Pengenaan cara campuran ini merupakan cara yang sangat efektif dalam proses
pemungutan pajak guna tercapainya penerimaan pajak yang diharapkan oleh
pemerintah.
2.4 Penggolongan Jenis Pajak
Jenis-jenis
pajak dapat digolongkan dalam tiga golongan, yaitu menurut sifatnya, objeknya,
dan lembaga pemungutannya.
a.
Menurut
Sifatnya
Terbagi menjadi 2
yaitu, pajak langsung dan tidak langsung.
-
Pajak Langsung adalah pajak-pajak yang
bebannya harus dipikul sendiri oleh Wajib Pajak dan tidak dapat dilimpahkan
kepada orang lain serta dikenakan secara berulang-ulang pada waktu-waktu
tertentu, misalnya PPh.
-
Pajak tidak langsung adalah pajak yang
bebannya dapat dilimpahkan kepada orang lain dan hanya dikenakan pada hal-hal
tertentu atau peristiwa-peristiwa tertentu saja, misalnya Pajak Pertambahan
Nilai.
b.
Menurut
Sasaran/Objeknya
Terbagi menjadi dua
yaitu, pajak subjektif dan pajak objektif.
-
Pajak subjektif adalah jenis pajak yang
dikenakan dengan pertama-tama memperhatikan keadaan pribadi Wajib Pajak
(subjeknya).

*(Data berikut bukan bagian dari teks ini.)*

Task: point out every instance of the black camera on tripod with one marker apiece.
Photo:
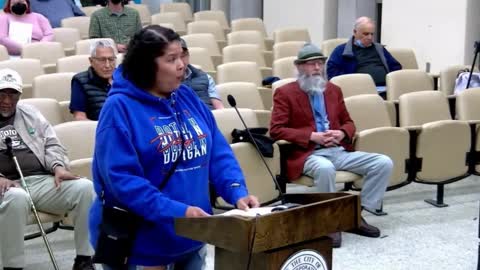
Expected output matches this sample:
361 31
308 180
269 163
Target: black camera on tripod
476 52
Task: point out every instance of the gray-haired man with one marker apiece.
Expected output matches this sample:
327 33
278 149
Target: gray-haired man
90 88
44 164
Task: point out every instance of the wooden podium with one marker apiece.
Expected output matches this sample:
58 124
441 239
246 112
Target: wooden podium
275 237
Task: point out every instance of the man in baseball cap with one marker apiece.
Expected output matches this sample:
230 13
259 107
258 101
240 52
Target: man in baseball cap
44 164
10 91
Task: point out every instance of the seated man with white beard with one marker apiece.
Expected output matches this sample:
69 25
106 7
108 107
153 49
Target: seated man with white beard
311 114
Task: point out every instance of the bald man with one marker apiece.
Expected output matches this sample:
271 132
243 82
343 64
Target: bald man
362 55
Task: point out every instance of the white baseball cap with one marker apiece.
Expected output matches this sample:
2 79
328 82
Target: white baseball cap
10 79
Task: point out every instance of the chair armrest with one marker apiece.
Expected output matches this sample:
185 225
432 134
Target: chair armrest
263 117
217 60
267 96
283 142
266 72
268 55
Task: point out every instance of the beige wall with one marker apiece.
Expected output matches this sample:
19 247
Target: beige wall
319 16
435 29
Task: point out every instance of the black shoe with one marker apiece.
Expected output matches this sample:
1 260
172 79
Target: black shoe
83 264
336 239
367 230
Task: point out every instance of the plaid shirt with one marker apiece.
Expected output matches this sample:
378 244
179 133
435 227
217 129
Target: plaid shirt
118 26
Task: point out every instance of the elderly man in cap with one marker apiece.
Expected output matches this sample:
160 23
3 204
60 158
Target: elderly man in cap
311 114
44 164
200 82
362 55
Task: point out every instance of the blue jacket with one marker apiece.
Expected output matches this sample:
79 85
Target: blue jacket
137 141
343 61
56 10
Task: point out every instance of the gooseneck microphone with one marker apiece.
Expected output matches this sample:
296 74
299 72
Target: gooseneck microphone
233 103
8 143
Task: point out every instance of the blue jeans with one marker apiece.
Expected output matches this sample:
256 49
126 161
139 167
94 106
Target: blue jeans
192 261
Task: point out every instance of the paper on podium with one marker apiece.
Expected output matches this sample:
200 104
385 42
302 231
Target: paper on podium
251 212
20 32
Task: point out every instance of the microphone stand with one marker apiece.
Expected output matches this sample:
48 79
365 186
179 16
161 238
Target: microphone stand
8 142
233 103
477 51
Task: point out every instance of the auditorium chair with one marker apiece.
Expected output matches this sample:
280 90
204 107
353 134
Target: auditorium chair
375 133
46 52
255 24
246 96
468 110
287 49
284 67
249 53
330 44
200 57
406 81
144 12
88 10
251 37
213 15
82 23
244 72
84 46
68 37
28 69
57 86
74 63
175 18
355 84
208 42
291 34
48 107
183 8
439 145
211 27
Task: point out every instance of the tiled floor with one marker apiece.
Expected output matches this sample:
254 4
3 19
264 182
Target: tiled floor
415 235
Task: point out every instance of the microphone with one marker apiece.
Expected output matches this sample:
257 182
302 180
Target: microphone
233 103
8 142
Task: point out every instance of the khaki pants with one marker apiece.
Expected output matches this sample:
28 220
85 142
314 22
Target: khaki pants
74 197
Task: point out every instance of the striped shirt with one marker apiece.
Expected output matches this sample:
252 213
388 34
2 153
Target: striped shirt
118 26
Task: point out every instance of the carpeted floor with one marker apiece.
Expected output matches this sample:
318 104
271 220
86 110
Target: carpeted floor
415 235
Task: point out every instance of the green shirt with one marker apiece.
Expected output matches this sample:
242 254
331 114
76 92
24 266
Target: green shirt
118 26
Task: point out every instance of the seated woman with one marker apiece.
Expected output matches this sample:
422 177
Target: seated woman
18 26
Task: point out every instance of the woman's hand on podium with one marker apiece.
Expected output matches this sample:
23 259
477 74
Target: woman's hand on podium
193 211
247 202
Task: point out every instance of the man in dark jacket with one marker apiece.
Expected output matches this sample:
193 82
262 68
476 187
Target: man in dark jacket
361 55
90 88
200 82
310 113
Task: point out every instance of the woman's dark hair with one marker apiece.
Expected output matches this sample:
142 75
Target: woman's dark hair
146 45
7 8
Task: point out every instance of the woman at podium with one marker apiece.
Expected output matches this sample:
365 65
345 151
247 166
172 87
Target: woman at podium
157 149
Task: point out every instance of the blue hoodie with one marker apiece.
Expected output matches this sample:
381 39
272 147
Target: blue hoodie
137 142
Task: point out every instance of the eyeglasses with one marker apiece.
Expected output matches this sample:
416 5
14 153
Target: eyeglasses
315 62
105 60
4 95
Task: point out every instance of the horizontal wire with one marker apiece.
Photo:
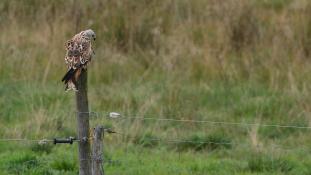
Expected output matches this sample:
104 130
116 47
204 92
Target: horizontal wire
221 122
209 122
212 142
97 114
24 139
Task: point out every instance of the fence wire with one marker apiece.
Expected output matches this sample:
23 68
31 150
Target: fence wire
146 117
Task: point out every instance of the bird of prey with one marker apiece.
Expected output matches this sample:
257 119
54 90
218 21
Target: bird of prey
79 54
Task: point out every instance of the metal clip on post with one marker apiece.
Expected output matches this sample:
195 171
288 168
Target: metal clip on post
68 140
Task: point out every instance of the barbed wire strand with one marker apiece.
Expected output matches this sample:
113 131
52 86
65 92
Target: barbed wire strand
97 114
213 142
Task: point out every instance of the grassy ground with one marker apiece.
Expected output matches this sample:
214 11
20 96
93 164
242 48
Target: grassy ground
235 61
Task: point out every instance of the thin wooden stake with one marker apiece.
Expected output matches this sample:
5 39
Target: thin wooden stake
97 151
83 124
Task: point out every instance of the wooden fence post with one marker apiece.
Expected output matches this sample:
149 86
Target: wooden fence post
83 124
97 151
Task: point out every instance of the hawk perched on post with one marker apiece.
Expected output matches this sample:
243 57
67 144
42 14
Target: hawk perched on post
79 54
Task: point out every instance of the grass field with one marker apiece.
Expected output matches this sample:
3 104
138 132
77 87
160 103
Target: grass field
243 61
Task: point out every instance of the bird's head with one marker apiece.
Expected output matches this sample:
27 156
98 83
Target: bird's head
90 34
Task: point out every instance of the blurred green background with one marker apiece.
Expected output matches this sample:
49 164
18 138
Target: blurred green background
232 60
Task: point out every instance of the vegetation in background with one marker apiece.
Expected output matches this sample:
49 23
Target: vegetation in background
233 60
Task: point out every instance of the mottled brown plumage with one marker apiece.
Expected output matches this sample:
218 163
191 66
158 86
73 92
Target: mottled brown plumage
79 54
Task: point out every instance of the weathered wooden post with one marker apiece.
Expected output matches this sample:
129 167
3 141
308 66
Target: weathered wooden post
83 124
97 151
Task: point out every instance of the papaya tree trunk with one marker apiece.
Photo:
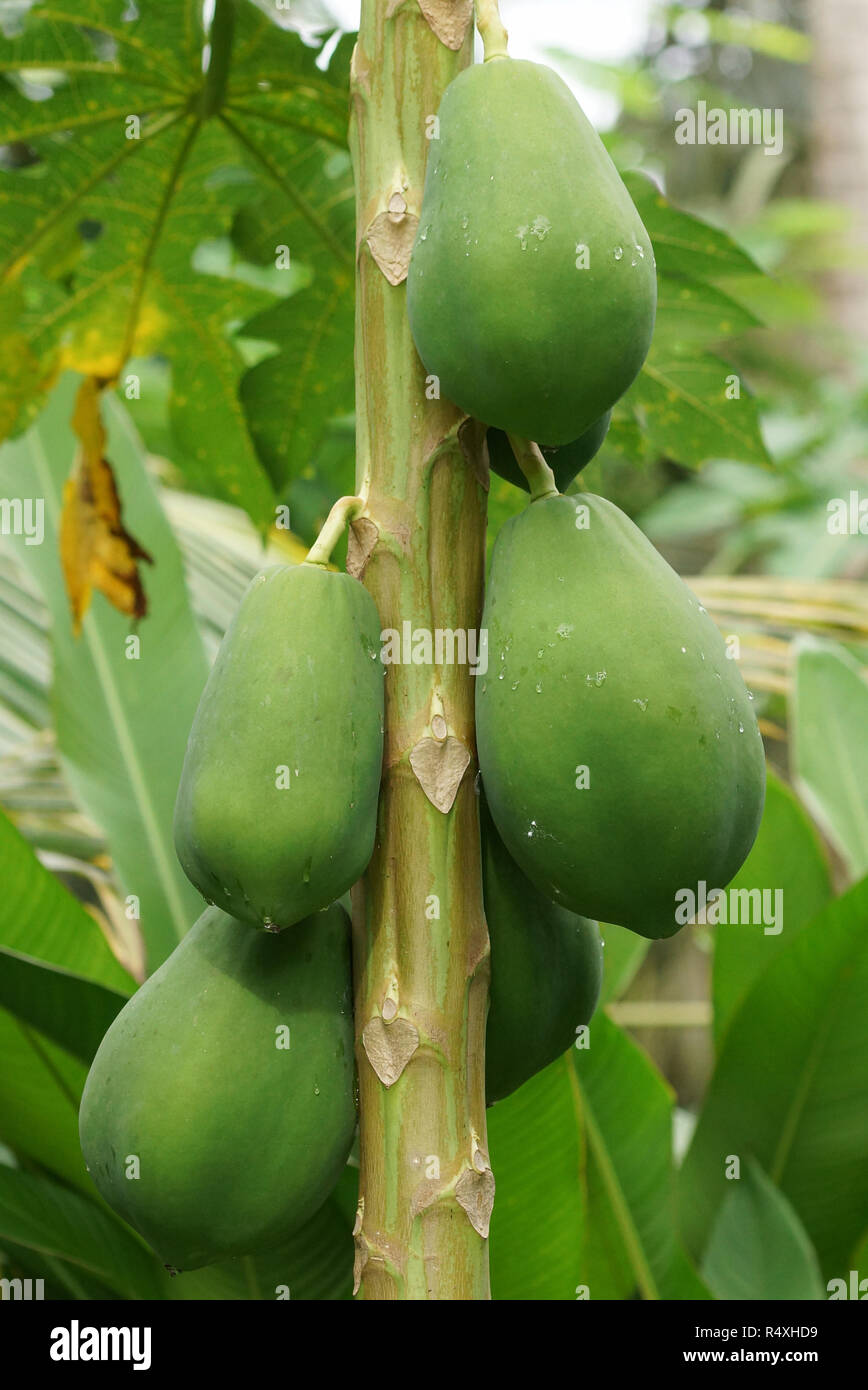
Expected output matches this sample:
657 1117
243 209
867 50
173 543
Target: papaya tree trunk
420 944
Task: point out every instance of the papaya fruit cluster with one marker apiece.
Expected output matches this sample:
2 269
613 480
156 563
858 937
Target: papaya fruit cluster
618 745
619 752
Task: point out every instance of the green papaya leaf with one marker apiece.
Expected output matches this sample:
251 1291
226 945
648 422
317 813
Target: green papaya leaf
786 861
71 1011
41 919
758 1248
799 1036
121 723
39 1091
292 396
54 1222
537 1155
696 409
829 749
682 243
100 231
626 1116
692 313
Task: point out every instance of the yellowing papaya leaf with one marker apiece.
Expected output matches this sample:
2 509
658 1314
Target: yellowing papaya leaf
95 548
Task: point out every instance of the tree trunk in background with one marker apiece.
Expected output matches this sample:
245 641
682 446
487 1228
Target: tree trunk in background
840 145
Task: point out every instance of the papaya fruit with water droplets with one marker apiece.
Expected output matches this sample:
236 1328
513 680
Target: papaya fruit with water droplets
566 462
532 288
618 744
545 972
219 1111
277 805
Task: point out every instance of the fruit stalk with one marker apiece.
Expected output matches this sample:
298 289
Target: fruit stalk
420 944
491 29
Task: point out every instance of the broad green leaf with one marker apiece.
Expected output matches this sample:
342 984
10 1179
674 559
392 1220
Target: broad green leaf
315 1264
692 313
758 1248
626 1116
67 1008
39 918
788 859
689 409
623 952
829 748
121 723
67 1228
682 243
800 1039
537 1155
41 1087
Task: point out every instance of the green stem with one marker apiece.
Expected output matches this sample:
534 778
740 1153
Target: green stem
334 527
491 29
220 41
420 944
540 478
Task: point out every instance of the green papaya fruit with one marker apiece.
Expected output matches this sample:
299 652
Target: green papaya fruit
277 806
239 1129
545 970
532 287
566 462
618 745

Setelah diketahui keadaan subjenya barulah diperhatikan keadaan
objeknya sesuai gaya pikul, apakah dapat dikenakan pajak atau tidak, misalnya
PPh.
-
Pajak Objektif adalah jenis pajak yang
dikenakan dengan pertama-tama memperhatikan /melihat objeknya, baik berupa
keadaan perbuatan atau peristiwa yang menyebabkan timbulnya kewajiban membayar
pajak. Setelah itu, baru dicari subjeknya yang mempunyai hubungan hokum dengan
objek yang telah diketahui, misalnya Pajak Pertambahan Nilai.
c.
Menurut
Lembaga Pemungutannya
Pajak
dapat dibagi menjadi dua yaitu, pajak yang dipungut oleh pemerintah pusat
(pajak pusat) dan pajak yang dipungut oleh pemerintah daerah (pajak daerah).
1.
Pajak pusat adalah pajak yang dipungut
oleh pemerintah pusat yang dalam pelaksanaannya dilakukan oleh Departemen
Keuangan cq. Direktorat Jenderal Pajak. Hasil dari pemungutannya dikumpulkan
dan dmasukkan sebagai bagian dari APBN. Jenis pajak pusat adalah PPh, Pajak
Pertambahan Nilai dan Pajak Penjualan atas Barang Mewah, Pajak Bumi dan Bangunan,
Pajak/Bea Perolehan Hak atas Tanah dan Bangunan.
2.
Pajak daerah adalah jenis pajak yang
dipungut oleh pemerintah daerah yang dalam pelaksanaannya sehari-hari dilakukan
oleh Dinas Pendapatan Daerah (Dipenda). Hasil dari pemungutannya dikumpulkan dan
dimasukkan sebagai bagian dari APBD. Sesuai UU No.18 Tahun 1997 tentang Pajak
Daerah dan Retribusi Daerah, jenis pajak yang dikelola oleh Dipenda adalah :
-
Pajak Daerah Tk. I :
a. Pajak Kendaraan Bermotor
b. Bea Balik Nama Kendaraan Bermotor
c. Pajak Bahan Bakar Kendaraan Bermotor
-
Pajak Daerah Tk. II:
a. Pajak Hotel dan Restaurant
b. Pajak Hiburan
c. Pajak Reklame
d. Pajak Penerangan Jalan
e. Pajak Pengambilan dan Pengolahan
Bahan Galian Golongan C
f. Pajak Pemanfaatan Air Bawah Tanah dan
Air Permukaan
Selain itu ada juga tiga jenis
retribusi yaitu, Retribusi Jasa Umum, Retribusi Jasa Usaha dan Retribusi
Perizinan Tertentu.
2.5
Sistem
Pemungutan Pajak
Sistem
pemungutan pajak dilakukan dengan empat cara :
1. Official Assessment System
Sistem ini dilaksanakan sampai pada tahun 1967. Pada sistem ini wewenang
pemungutan pajak ada pada fiskus. Fiscus memiliki hak untuk menentukan besarnya
utang pajak orang pribadi maupun badan dengan mengeluarkan surat ketetapan
pajak, sebagai bukti timbulnya suatu utang pajak. Jadi Wajib Pajak (WP)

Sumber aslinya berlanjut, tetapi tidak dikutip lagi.